Not doing it for this reason but rather financial ones :) But as I have a totally mixed bunch of sizes I have no RAID and a disk loss would be horrible.
- bragr 3 years ago
  
  Have to be careful doing that too or you'll end up with subtly different revisions of the same model. This may or may not cause problems depending on the drives/controller/workload but can result in you chasing down weird performance gremlins or thinking you have a drive that's going bad.
sofixa 3 years ago

That's why serious SAN vendors take care to provide you a mix of disks (e.g. on a brand new NetApp you can see that disks are of 2-3 different types, and with quite different serial numbers).

bink 3 years ago

Or even if the power supplies were purchased around the same time. I had a batch of servers that as soon as they arrived started chewing through hard drives. It took about 10 failed drives before I realized it was a problem with the power supplies.

adrianmonk 3 years ago

I learned this principle by getting a ticket for a burnt out headlight 1 week after I replaced the other one.

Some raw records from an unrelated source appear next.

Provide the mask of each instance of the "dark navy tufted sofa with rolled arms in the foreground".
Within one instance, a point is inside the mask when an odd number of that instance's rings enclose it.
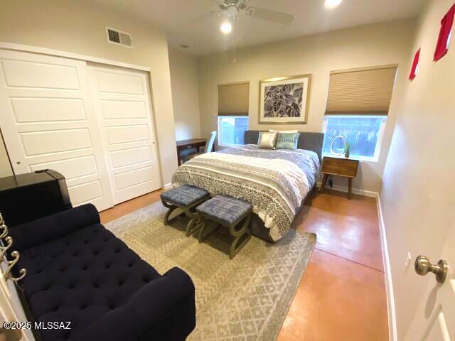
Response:
[[[37,322],[70,321],[70,330],[39,330],[43,341],[185,340],[196,325],[191,278],[163,276],[100,224],[93,205],[11,229],[21,252],[23,298]]]

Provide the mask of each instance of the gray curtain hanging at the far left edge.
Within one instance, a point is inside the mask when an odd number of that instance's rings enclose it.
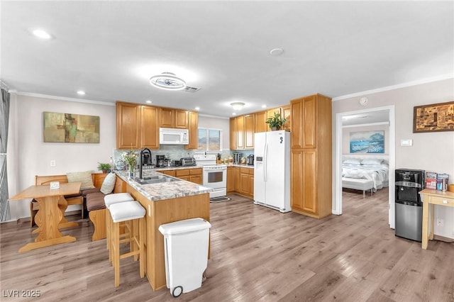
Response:
[[[9,92],[1,87],[0,104],[0,221],[11,218],[8,201],[8,175],[6,174],[6,146],[8,145]]]

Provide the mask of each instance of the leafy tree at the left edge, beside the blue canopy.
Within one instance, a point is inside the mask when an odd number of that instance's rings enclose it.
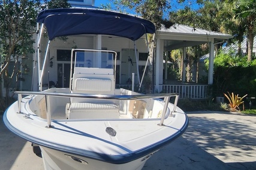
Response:
[[[4,0],[0,1],[0,104],[9,103],[9,91],[12,79],[19,81],[19,61],[34,52],[32,47],[36,32],[38,13],[46,8],[68,6],[67,1],[40,0]],[[14,64],[13,64],[14,63]],[[6,88],[5,100],[2,95],[2,83]],[[5,101],[5,103],[4,103]]]

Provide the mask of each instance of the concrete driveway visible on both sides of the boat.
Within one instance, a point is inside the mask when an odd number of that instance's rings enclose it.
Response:
[[[256,169],[256,116],[229,112],[188,112],[182,137],[165,146],[143,170]],[[43,169],[43,160],[0,121],[0,169]]]

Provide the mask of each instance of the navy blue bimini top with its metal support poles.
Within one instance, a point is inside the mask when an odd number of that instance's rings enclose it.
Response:
[[[40,91],[42,90],[43,72],[46,66],[50,41],[54,38],[68,35],[113,35],[128,38],[135,42],[144,34],[155,33],[155,25],[150,21],[114,11],[99,10],[97,8],[44,10],[38,14],[37,22],[38,27],[39,23],[41,23],[37,51],[35,52],[38,61],[38,85]],[[44,27],[47,29],[49,42],[44,57],[43,68],[41,69],[40,41]],[[140,82],[139,77],[138,82]]]

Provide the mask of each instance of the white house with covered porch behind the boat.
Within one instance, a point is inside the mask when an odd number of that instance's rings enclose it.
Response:
[[[81,7],[82,5],[94,5],[93,0],[73,0],[70,3],[75,7]],[[233,38],[231,35],[211,32],[203,29],[195,29],[193,27],[185,26],[182,24],[174,24],[170,28],[166,29],[162,27],[161,30],[156,32],[156,50],[154,58],[154,83],[155,91],[165,92],[179,92],[180,98],[206,98],[207,97],[207,85],[166,85],[163,84],[164,79],[164,52],[171,51],[178,48],[183,48],[194,45],[210,44],[210,69],[208,73],[208,84],[213,82],[213,52],[214,45],[218,42],[222,42],[225,39]],[[37,37],[35,37],[37,39]],[[136,42],[130,39],[119,38],[116,36],[106,35],[79,35],[69,36],[68,39],[55,38],[50,42],[50,51],[46,54],[46,51],[41,51],[41,55],[47,55],[49,57],[47,64],[47,74],[43,75],[43,88],[55,85],[58,87],[67,87],[69,85],[70,78],[70,54],[73,47],[76,48],[97,48],[103,50],[115,50],[118,52],[118,60],[116,67],[116,85],[129,86],[132,73],[135,75],[135,84],[138,84],[141,79],[141,75],[147,60],[147,45],[145,44],[146,37],[138,39]],[[47,38],[41,40],[40,50],[46,49],[46,45],[49,43]],[[137,51],[134,51],[134,45],[137,47]],[[36,48],[36,47],[35,47]],[[135,55],[136,54],[136,55]],[[137,58],[136,58],[137,56]],[[21,78],[25,81],[20,81],[21,90],[33,90],[38,91],[39,87],[36,83],[38,79],[38,73],[32,74],[32,70],[37,67],[37,64],[41,65],[40,60],[35,56],[29,55],[28,59],[23,58],[22,63],[26,63],[30,72],[26,72],[25,67],[22,67]],[[183,59],[185,58],[185,53]],[[34,61],[34,62],[33,62]],[[138,67],[137,67],[138,66]],[[165,69],[166,70],[166,69]],[[32,84],[31,84],[32,82]]]

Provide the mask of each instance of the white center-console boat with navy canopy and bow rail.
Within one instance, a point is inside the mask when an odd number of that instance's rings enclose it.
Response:
[[[96,8],[44,10],[38,14],[40,41],[69,35],[111,35],[136,41],[155,26],[143,18]],[[49,50],[50,45],[47,45]],[[73,49],[68,88],[16,91],[4,113],[10,131],[40,147],[44,169],[142,169],[162,147],[185,132],[188,116],[177,107],[179,94],[142,94],[115,88],[112,50]],[[43,65],[43,66],[41,66]],[[170,103],[170,101],[173,101]]]

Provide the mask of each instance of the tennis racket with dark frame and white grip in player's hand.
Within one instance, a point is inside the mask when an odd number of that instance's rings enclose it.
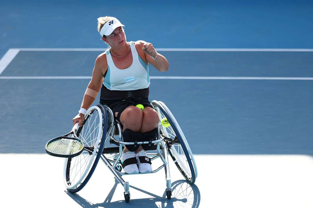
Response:
[[[46,144],[46,152],[55,157],[75,157],[84,151],[84,143],[76,136],[78,123],[72,131],[54,139]]]

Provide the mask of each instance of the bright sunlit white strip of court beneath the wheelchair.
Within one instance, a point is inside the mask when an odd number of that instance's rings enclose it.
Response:
[[[1,207],[313,207],[313,157],[305,155],[194,155],[198,178],[183,181],[170,164],[172,199],[164,170],[123,176],[131,200],[99,161],[88,184],[66,191],[64,159],[47,154],[0,154]],[[155,162],[155,161],[153,161]],[[156,162],[157,163],[157,162]],[[172,162],[171,162],[172,163]],[[153,163],[155,164],[155,163]]]

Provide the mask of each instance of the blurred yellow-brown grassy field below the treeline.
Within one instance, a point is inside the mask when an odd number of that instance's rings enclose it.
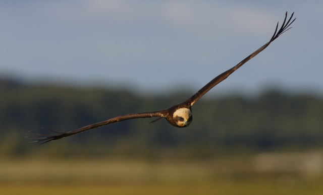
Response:
[[[254,159],[2,159],[0,194],[323,194],[321,173],[259,172]]]

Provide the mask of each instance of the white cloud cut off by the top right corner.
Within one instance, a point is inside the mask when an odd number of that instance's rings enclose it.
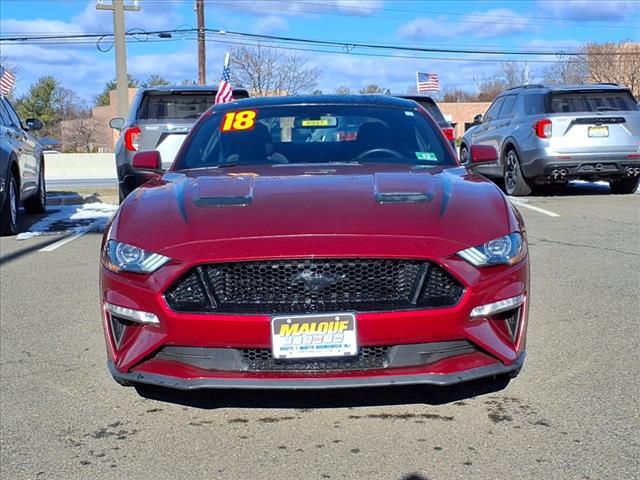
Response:
[[[545,16],[567,20],[624,20],[640,13],[640,4],[633,0],[538,0],[537,4]]]

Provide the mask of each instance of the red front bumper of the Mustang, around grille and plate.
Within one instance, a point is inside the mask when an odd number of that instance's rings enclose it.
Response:
[[[411,244],[407,252],[417,249]],[[528,260],[515,266],[485,269],[476,269],[456,256],[441,258],[436,263],[465,287],[457,304],[420,310],[356,313],[359,347],[397,347],[403,350],[404,358],[412,349],[426,349],[417,357],[414,355],[418,360],[394,363],[392,360],[396,357],[390,352],[391,360],[383,367],[369,365],[367,368],[305,371],[252,370],[238,362],[220,363],[219,354],[230,355],[225,350],[270,351],[270,316],[171,310],[163,293],[192,265],[169,263],[147,277],[114,274],[103,267],[103,303],[151,312],[159,319],[157,325],[126,327],[116,342],[112,319],[103,309],[109,368],[119,380],[180,389],[447,385],[519,371],[524,360],[528,322]],[[519,321],[515,332],[508,331],[501,319],[470,317],[474,307],[519,295],[524,295],[525,300],[518,307]],[[467,342],[473,348],[438,358],[423,355],[439,342]],[[166,350],[171,348],[208,351],[209,359],[195,361],[193,358],[185,360],[184,356],[167,356]]]

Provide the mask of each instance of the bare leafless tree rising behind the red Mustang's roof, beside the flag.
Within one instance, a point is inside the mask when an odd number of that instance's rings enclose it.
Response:
[[[295,95],[311,91],[320,72],[307,67],[295,54],[283,54],[270,47],[237,47],[231,50],[231,81],[253,95]]]

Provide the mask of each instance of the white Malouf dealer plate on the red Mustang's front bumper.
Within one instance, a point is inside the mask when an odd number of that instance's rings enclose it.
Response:
[[[352,313],[273,317],[271,345],[279,359],[354,356],[356,317]]]

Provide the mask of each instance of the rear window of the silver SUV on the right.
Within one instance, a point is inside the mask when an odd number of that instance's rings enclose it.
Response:
[[[631,94],[625,90],[552,93],[550,113],[636,111]]]

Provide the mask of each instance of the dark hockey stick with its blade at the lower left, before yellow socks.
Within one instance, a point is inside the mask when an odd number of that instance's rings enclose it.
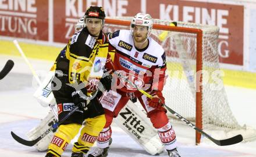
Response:
[[[32,147],[33,145],[35,145],[36,143],[38,143],[38,141],[42,140],[42,138],[44,138],[45,136],[47,136],[48,133],[51,133],[52,130],[58,128],[58,126],[63,122],[65,121],[67,118],[69,118],[70,115],[72,115],[77,109],[78,109],[78,105],[73,108],[69,114],[67,114],[61,121],[59,122],[56,122],[54,123],[51,127],[49,127],[49,129],[47,129],[44,133],[41,134],[40,137],[37,137],[35,140],[31,140],[31,141],[28,141],[28,140],[24,140],[23,138],[17,136],[15,133],[13,132],[10,132],[10,134],[12,134],[12,137],[20,144],[23,144],[23,145],[27,145],[29,147]]]

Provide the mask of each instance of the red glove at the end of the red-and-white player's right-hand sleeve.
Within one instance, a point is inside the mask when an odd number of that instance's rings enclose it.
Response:
[[[163,104],[165,104],[165,98],[163,97],[162,92],[158,90],[153,90],[151,93],[152,99],[148,99],[148,105],[152,108],[161,109]]]

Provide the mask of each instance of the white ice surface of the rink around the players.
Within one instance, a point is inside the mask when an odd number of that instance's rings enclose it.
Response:
[[[32,74],[21,57],[0,55],[0,70],[8,59],[12,59],[15,65],[8,76],[0,81],[0,157],[43,157],[45,152],[19,144],[10,136],[10,131],[13,131],[26,138],[26,133],[37,126],[40,118],[48,114],[48,108],[41,107],[33,98],[35,80],[32,83]],[[35,70],[41,72],[48,71],[52,65],[49,61],[30,61]],[[226,86],[226,92],[233,114],[240,125],[246,123],[256,129],[256,90]],[[256,141],[226,147],[213,143],[195,146],[193,129],[175,125],[174,128],[182,157],[256,157]],[[115,124],[112,130],[113,143],[109,149],[109,157],[151,156]],[[72,145],[63,156],[70,156],[71,148]],[[158,156],[167,156],[167,153],[163,152]]]

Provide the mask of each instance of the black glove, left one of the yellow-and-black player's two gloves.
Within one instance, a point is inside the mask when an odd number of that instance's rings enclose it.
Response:
[[[86,110],[87,109],[86,97],[81,97],[80,92],[82,92],[82,94],[86,96],[87,89],[83,88],[81,90],[77,90],[73,92],[72,93],[73,102],[74,102],[74,105],[78,106],[80,110]]]

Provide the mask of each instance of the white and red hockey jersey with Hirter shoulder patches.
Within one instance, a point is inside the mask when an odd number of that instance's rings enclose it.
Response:
[[[149,37],[147,47],[137,49],[129,30],[115,31],[108,35],[108,39],[109,51],[113,48],[115,57],[113,61],[107,61],[107,69],[113,69],[127,76],[140,89],[162,91],[166,77],[166,57],[161,45]],[[118,79],[116,83],[117,89],[122,92],[139,94],[137,89],[122,79]]]

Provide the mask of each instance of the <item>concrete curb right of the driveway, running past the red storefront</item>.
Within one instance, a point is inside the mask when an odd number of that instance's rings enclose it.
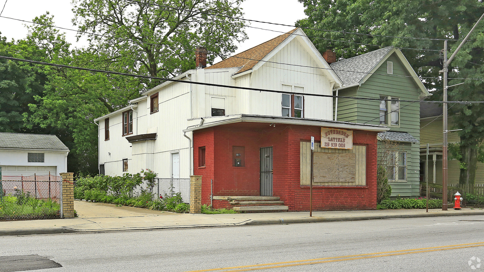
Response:
[[[352,221],[352,220],[369,220],[369,219],[387,219],[387,218],[414,218],[414,217],[434,217],[434,216],[455,216],[455,215],[480,215],[484,211],[462,211],[462,212],[439,212],[439,213],[418,213],[418,214],[400,214],[400,215],[353,215],[353,216],[335,216],[335,217],[299,217],[299,218],[273,218],[273,219],[256,219],[246,222],[243,225],[268,225],[268,224],[289,224],[289,223],[311,223],[311,222],[331,222],[331,221]]]

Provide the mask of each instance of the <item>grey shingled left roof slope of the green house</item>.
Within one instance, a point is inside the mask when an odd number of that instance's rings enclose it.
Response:
[[[383,47],[381,49],[371,51],[353,58],[346,60],[337,61],[331,63],[330,66],[333,68],[334,73],[343,81],[345,86],[351,86],[359,83],[364,76],[375,67],[375,65],[380,62],[393,46]],[[344,70],[344,71],[338,71]],[[358,71],[358,72],[348,72],[348,71]],[[363,72],[363,73],[361,73]]]

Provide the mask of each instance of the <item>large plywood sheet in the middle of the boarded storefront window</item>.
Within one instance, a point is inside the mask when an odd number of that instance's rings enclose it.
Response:
[[[314,152],[315,182],[355,182],[356,154]]]

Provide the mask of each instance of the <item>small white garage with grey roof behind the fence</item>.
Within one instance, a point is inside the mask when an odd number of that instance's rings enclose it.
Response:
[[[0,166],[5,176],[67,172],[69,149],[55,135],[0,133]]]

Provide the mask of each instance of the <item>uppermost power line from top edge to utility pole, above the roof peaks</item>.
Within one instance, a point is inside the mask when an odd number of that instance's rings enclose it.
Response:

hallway_monitor 3 years ago

Anyone familiar with car repair will tell you that if one headlight burns out you should just go ahead and replace both, because of this exact phenomenon. I suppose with LEDs we may not have to worry about it anymore

0xbadcafebee 3 years ago

Even if they're not the same, they're written at the same time and rate, meaning they have the same wear over time, subject to the same power/heat issues, etc.

pmoriarty 3 years ago
Hopefully, regularly checking the disks' S.M.A.R.T status will help you stay on top of issues caused by those factors.
Also, you shouldn't wait for disks to fail to replace them. HN's disks were used for 4.5 years, which is greater than the typical disk lifetime, in my experience. They should have replaced them sooner, one by one, in anticipation of failure. This would also allow them to stagger their disk purchases to avoid similar manufacturing dates.
- justsomehnguy 3 years ago
  
  https://news.ycombinator.com/reply?id=32033520&goto=item%3Fi...
  I've seen too many dead disks with a perfect SMART. When the numbers go down (or up) and triggers are fired then you are surely need to replace the disk[0], but SMART without warnings just means nothing.
  [0] my desktop run for years entirely on the disks removed from the client PCs after a failure. Some of them had a pretty bad SMART, on a couple I needed to move the starting point of the partition a couple GBs further from the sector 0 (otherwise they would stall pretty soon), but overall they worked fine - but I never used them as a reliable storage and I knew I can lose them anytime.
  Of course I don't use repurposed drives in the servers.
  PS and when I tried to post it I received " We're having some trouble serving your request. Sorry! " Sheesh.